Step Aside, Supercommittee, The Gang of Six May Stage a Comeback

Nov 29, 2011 6:03pm

Sidelined in part while the 12-member Supercommittee worked, in futility, these past months toward the goal of finding at least $1.2 trillion in deficit reduction over the next 10 years, the Gang of Six is breathing new oxygen into the power of their bipartisan group of senators on Capitol Hill following the failure of the Supercommittee.
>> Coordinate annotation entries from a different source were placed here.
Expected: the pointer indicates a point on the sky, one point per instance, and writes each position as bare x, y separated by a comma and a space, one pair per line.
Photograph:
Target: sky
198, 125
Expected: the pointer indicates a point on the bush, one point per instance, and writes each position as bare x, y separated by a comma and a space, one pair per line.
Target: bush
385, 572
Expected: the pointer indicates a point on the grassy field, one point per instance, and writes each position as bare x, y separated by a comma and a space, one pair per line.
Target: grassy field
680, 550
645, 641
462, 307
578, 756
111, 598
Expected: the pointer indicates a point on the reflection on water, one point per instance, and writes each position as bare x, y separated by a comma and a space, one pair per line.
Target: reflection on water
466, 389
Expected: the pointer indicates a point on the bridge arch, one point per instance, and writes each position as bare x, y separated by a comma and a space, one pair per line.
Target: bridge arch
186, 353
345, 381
Last night the members of the so-called Gang of Six — Republicans Tom Coburn of Oklahoma, Saxby Chambliss of Georgia and Mike Crapo of Idaho, and Democrats Dick Durbin of Illinois, North Dakota’s Kent Conrad and Virginia’s Mark Warner — held a private dinner meeting in Senator Durbin’s Capitol Hill office, Max Gleischman, spokesman to Durbin confirmed today. Senator Michael Bennet, D-CO., and Senator Mike Johanns, R-Neb., also joined.

The working dinner, which aides say happens with some regularity, carries new weight and importance following the failure of the Supercommittee.
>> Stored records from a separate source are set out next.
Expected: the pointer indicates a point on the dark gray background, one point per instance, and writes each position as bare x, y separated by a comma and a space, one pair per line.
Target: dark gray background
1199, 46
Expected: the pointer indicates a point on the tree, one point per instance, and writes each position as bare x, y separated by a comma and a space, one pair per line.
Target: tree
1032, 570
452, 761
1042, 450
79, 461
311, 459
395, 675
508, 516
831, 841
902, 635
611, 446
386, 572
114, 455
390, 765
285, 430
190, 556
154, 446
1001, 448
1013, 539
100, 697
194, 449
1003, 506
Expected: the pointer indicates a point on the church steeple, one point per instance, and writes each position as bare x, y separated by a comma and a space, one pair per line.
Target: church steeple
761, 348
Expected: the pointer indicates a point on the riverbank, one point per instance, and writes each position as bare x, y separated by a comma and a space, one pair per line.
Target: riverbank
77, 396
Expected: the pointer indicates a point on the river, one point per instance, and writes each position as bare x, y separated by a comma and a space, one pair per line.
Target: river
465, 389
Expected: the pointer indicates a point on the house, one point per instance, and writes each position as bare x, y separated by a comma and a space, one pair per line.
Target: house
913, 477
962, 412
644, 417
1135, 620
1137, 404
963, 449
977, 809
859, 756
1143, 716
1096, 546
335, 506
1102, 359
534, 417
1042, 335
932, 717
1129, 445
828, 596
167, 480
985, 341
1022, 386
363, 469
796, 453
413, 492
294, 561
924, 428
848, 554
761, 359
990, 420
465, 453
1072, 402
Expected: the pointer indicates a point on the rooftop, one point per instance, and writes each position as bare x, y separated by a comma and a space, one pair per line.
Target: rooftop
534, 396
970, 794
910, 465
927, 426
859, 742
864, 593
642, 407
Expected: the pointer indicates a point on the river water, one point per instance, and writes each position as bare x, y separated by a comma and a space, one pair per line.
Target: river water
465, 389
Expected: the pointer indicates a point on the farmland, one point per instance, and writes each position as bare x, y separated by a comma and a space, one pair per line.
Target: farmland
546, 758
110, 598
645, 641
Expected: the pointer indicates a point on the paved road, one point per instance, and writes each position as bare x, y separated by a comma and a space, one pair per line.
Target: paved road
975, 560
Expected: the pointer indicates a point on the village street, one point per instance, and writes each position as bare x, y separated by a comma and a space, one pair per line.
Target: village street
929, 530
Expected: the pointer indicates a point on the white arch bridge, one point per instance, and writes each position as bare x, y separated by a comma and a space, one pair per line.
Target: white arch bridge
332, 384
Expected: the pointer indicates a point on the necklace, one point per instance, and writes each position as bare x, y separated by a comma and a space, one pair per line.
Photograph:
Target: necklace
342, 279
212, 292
Congress is suddenly faced with a mountain the Supercommittee could not climb, a way to find deficit cuts to make sure the sequester — the trigger-starting, devastating, automatic and across-the-board cuts to the federal budget — does not kick in.

Senate aides with knowledge of the dinner meeting say the group is continuing the work they started this past January, trying to turn the Bowles-Simpson plan into a bipartisan bill. Their goal remains the same, to reach at least $4 trillion in deficit reduction over 10 years.
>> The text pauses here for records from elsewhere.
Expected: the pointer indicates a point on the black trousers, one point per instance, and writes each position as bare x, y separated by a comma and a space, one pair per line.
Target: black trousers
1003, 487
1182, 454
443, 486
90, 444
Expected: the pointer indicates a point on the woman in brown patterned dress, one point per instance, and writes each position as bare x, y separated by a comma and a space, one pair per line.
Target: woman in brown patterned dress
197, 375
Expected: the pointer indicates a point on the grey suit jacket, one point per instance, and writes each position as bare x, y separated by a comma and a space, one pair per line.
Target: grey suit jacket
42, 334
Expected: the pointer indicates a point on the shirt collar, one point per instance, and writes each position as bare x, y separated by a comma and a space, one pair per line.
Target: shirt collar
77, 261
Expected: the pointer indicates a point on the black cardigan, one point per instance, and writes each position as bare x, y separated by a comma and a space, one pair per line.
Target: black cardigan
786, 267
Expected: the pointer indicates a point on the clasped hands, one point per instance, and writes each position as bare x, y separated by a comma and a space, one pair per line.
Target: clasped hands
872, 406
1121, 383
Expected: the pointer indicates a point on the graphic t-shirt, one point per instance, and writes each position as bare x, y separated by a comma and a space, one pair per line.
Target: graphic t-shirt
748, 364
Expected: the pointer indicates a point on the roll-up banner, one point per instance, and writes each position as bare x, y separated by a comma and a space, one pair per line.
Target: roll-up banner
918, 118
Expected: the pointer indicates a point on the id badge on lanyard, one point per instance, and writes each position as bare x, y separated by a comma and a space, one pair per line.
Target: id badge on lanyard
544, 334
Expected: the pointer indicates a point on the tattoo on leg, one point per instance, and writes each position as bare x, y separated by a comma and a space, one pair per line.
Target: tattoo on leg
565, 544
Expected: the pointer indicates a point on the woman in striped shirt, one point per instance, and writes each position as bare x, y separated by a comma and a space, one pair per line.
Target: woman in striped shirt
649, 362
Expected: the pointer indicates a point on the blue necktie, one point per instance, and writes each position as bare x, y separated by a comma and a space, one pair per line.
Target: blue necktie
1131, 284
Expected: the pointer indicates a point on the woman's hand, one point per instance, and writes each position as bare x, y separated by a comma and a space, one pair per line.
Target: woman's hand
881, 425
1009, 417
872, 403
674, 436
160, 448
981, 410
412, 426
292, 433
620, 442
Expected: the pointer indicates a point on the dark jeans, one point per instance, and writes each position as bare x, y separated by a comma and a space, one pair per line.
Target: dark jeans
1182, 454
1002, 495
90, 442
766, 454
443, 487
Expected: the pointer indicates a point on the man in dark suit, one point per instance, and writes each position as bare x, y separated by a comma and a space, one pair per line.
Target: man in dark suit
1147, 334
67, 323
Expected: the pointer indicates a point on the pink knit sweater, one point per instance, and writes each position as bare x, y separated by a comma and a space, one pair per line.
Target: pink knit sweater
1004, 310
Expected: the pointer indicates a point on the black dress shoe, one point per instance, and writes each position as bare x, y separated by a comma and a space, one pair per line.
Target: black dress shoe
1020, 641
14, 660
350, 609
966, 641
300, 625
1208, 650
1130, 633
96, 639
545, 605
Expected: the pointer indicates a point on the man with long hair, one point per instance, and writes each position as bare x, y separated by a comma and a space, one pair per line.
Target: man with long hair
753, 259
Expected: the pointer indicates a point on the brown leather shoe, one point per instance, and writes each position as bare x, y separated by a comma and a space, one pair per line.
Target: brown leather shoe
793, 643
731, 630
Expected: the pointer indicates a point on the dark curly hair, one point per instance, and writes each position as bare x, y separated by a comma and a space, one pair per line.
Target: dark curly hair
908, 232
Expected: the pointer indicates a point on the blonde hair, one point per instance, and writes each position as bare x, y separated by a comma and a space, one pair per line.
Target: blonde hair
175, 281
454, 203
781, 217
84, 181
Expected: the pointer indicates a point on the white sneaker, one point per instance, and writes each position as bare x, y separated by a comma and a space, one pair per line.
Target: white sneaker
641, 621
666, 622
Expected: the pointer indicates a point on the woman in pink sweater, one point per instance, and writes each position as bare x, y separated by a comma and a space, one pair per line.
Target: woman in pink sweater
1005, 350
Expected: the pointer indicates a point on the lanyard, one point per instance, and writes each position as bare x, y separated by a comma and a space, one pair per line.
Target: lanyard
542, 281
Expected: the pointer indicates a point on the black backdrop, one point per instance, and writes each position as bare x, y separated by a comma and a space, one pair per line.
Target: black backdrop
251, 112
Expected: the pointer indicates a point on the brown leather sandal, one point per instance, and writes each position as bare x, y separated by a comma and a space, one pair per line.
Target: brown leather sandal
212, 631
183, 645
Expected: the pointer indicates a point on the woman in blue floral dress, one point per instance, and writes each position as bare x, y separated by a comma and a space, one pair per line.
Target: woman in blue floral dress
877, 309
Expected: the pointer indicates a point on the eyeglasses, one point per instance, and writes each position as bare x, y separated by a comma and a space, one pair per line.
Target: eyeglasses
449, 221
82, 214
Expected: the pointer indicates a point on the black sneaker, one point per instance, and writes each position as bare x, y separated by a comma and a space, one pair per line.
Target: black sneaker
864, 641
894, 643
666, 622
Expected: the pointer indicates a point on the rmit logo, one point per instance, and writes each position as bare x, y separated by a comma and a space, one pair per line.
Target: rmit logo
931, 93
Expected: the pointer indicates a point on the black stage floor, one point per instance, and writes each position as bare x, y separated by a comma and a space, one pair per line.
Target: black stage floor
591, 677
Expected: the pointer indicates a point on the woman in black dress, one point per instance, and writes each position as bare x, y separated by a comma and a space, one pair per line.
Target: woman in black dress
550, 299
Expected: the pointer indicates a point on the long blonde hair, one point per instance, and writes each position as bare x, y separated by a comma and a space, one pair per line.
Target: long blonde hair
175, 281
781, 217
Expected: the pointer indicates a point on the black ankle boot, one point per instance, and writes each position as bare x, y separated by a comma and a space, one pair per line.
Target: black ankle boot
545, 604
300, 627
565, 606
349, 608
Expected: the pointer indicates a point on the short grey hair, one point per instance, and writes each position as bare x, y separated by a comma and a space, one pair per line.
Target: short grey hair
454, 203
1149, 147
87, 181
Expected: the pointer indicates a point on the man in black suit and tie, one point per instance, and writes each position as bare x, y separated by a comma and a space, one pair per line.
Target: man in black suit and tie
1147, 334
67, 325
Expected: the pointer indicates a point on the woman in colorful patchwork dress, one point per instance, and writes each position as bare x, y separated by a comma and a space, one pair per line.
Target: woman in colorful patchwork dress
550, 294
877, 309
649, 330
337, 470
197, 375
But today, Senate Majority Leader Harry Reid, D-NV., splashed cold water on the idea that the Gang might be on to something, calling the group’s ideas nothing more than “happy talk.”

“If someone has a proposal about reducing the deficit, the debt, here’s my suggestion: put it in bill form in writing. Not all these happy statements about what people think can be done. I am stunned by the Gang of Six that we hear so much about,” Reid said, adding that the three Republican members of the Gang of Six — Senators Crapo, Coburn and Chambliss — have all signed letters saying they will not raise any taxes. “Put it in bill form, and have it scored, bring it to me and I’ll take a look on it. But other than that, it’s just happy talk.”

Aides to members of the Gang of Six say that they are currently meeting and evaluating whether it’s feasible that they could get something in legislation form.

In July, during the height of the debt debate in Congress, before the conception of the Supercommittee, the Gang of Six’s debt proposal on Capitol Hill had some momentum on Capitol Hill.

The plan, with a goal of $3.7 trillion of deficit reduction over the next 10 years, called for a $500 billion down payment on cutting the deficit. There would be an increase in tax revenues by $1 trillion by closing a variety of special tax break and havens, which would amount to a net tax decrease of $1.5 trillion because the Alternative Minimum Tax would be repealed.

It is not clear if the Gang of Six would build off that proposal, which was supported by a large group of senators, in their new plan when and if one is written in legislative form.